When you make things you come up against hard limits to how much you can make in a given time. One way to overcome this problem is to add more bodies. There is a rate of diminishing returns to this as more bodies equals more perspectives on the right way to do something leading to a need for management or some other way of coming to agreements. What you really want to improve is your own speed.

Slow deliberate work has it’s place and it isn’t your aim to get rid of it.

You want to simply increase your base rate of production so that you can produce more on a typical project and have that extra horsepower available for crunch time.

1. Know your tools

You need to develop an intimate relationship to your tools. Sit down and really get to know how the tool is designed. What is it good for? How do other people use it? What shortcuts, hacks or customizations do other craftspeople make? How do you  know when you’re at the right level of mastery?

You don’t think about the tool anymore.

It should feel like driving or typing (if you’re a touch typist). You operate your body and the tool as one. Your mind is free to focus not on the mechanics, but on the creative aspect of the work.

If you’re designing this means learning the keyboard shortcuts. It means adding plugins and scripts and reading the manual. It means sitting down with the best person in your studio to watch how they use the tool.

If you’re working wood this means reading the manual that came with your router. It means experimenting to get a feel for the tool. It means watching YouTube videos of pros making stuff.

2. Know your materials

Tools are used to work a material. It is as important to know your materials as the tools you use to shape it. Material familiarity means spending time engaging with your material. It means exploring how your tools interact with the material. It means being interesting in how others shape and work it.  How do you know you’ve reached the right level of mastery?

You notice ever more subtle qualities in the material.
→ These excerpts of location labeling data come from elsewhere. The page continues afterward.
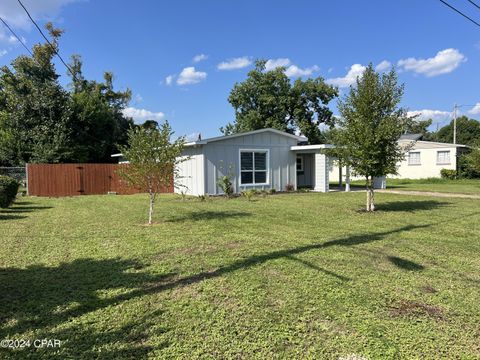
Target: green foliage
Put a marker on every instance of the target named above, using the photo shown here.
(267, 99)
(40, 121)
(153, 160)
(225, 183)
(470, 163)
(448, 174)
(370, 125)
(249, 194)
(8, 191)
(420, 127)
(289, 187)
(468, 132)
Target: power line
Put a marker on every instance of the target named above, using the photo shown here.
(48, 41)
(474, 4)
(459, 12)
(16, 36)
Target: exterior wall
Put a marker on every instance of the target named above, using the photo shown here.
(223, 157)
(428, 167)
(192, 175)
(428, 164)
(321, 164)
(305, 177)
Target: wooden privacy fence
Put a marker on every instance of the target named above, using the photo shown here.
(77, 179)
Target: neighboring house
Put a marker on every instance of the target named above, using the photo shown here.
(424, 160)
(261, 159)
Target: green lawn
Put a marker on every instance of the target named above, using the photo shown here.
(286, 276)
(463, 186)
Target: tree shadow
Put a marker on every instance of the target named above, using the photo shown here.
(405, 264)
(209, 215)
(411, 206)
(39, 298)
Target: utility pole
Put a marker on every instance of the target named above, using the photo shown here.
(455, 123)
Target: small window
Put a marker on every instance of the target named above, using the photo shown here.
(253, 167)
(443, 157)
(299, 163)
(414, 158)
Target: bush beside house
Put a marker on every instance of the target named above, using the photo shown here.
(8, 191)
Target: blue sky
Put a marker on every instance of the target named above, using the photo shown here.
(151, 48)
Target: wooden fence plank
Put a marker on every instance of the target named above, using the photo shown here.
(77, 179)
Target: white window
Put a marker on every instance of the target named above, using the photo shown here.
(414, 158)
(299, 163)
(443, 157)
(254, 167)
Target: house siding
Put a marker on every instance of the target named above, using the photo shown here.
(222, 155)
(192, 177)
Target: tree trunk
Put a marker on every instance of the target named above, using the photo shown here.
(370, 195)
(150, 210)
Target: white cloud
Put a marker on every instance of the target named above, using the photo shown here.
(291, 70)
(443, 62)
(236, 63)
(350, 78)
(274, 63)
(475, 110)
(169, 79)
(383, 66)
(141, 115)
(190, 76)
(436, 115)
(295, 71)
(199, 57)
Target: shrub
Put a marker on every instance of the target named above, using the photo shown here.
(289, 187)
(226, 185)
(8, 191)
(249, 194)
(448, 174)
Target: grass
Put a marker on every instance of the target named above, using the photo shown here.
(285, 276)
(461, 186)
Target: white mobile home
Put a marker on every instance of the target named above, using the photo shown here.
(261, 159)
(424, 160)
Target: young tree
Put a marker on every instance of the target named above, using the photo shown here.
(268, 99)
(153, 160)
(370, 125)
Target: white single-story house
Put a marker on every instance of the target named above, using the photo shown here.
(425, 159)
(261, 159)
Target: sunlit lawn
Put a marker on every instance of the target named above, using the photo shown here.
(285, 276)
(461, 186)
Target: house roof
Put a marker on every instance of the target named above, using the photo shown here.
(226, 137)
(413, 137)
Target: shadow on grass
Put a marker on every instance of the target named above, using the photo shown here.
(18, 208)
(48, 301)
(410, 206)
(208, 215)
(405, 264)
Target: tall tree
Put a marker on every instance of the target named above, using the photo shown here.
(98, 124)
(153, 160)
(35, 111)
(468, 131)
(267, 99)
(370, 125)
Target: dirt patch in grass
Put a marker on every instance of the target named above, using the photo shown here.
(428, 289)
(410, 308)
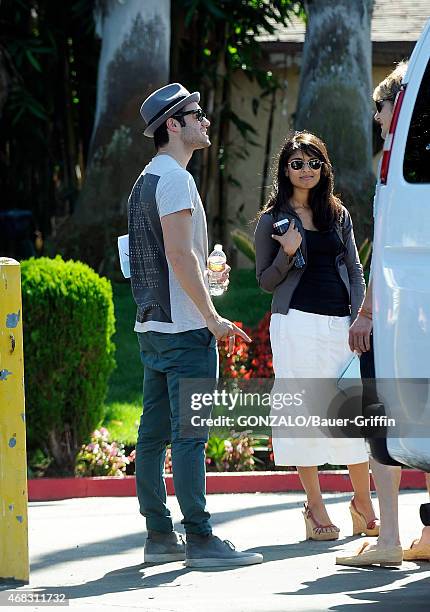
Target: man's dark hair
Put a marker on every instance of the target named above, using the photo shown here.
(161, 136)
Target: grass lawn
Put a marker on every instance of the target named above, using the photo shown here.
(244, 302)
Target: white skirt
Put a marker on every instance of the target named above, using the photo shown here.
(307, 345)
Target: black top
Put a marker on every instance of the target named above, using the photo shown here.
(321, 290)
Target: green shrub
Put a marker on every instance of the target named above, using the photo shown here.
(68, 321)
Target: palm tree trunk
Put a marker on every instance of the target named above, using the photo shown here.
(134, 61)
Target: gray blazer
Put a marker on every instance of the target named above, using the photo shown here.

The more deeply you know a material the more qualities are revealed to you. Materials are an ever deepening mystery. Expertise grants you access to subtler and subtler aspects of the material.

If you’re designing you should be spending time in the medium you are designing for. Consume it, but be a critical consumer. Notice what works, what doesn’t.  Develop taste and a perspective on what makes a good touch experience. Compare and contrast a native experience with a web one. Maintain a library of patterns and ways of solving the problem that other designers have invented.

If you’re in a workshop get to know the different qualities of wood. Learn how to age it, and how to read the grain, how to shape and how to cut it. Learn from master carpenters how they look at a piece of wood. Do tests and experiments to develop your own understanding of how wood joins or what stress it can take.

Knowing your materials allows you to make quick material choices without pausing. It allows you to work with confidence and sureness.

3. Leverage existing materials

If you want to be fast you can’t always start from scratch. You need starting places that allow you to build upon, rather than needing to build up. Real speed comes when you can pull something off the shelf and mod it rather than the much more intense process of full creation. How do you know when you’re doing this?

You invent only the most critical aspects, the rest you leverage existing work

You recognize what requires the full intellectual forge of creativity and you know where to source everything that doesn’t. You focus your energy on the unknown, unclear aspects of the work. You pull pre-made patterns or templates and use them for those aspects that don’t need to be unique or special.

If you’re designing this means exploring deep and wide for the aspect of the product that will define the experience, but following existing patterns and best practices for the rest of the flow. It means picking your creative battles and smoothing everything else out. It means creating a pattern library, making templates and standards and maintaining general consistency.

If you’re working with your hands it means hand carving the details and using power tools for the big cuts.  It means buying lumber that’s already seasoned and cut. It means following known conventions for joints while getting creative with your surfacing, or maybe the other way around. The point is, you don’t need to labor over every detail as if it’s the first time anyone has ever done this.

Speed has its place in creative work. Embrace it.

Being quick buys you  time to be slow and deliberate for some parts of the process. You don’t want to be speedy and careless, but developing a faster personal velocity will never slow you down.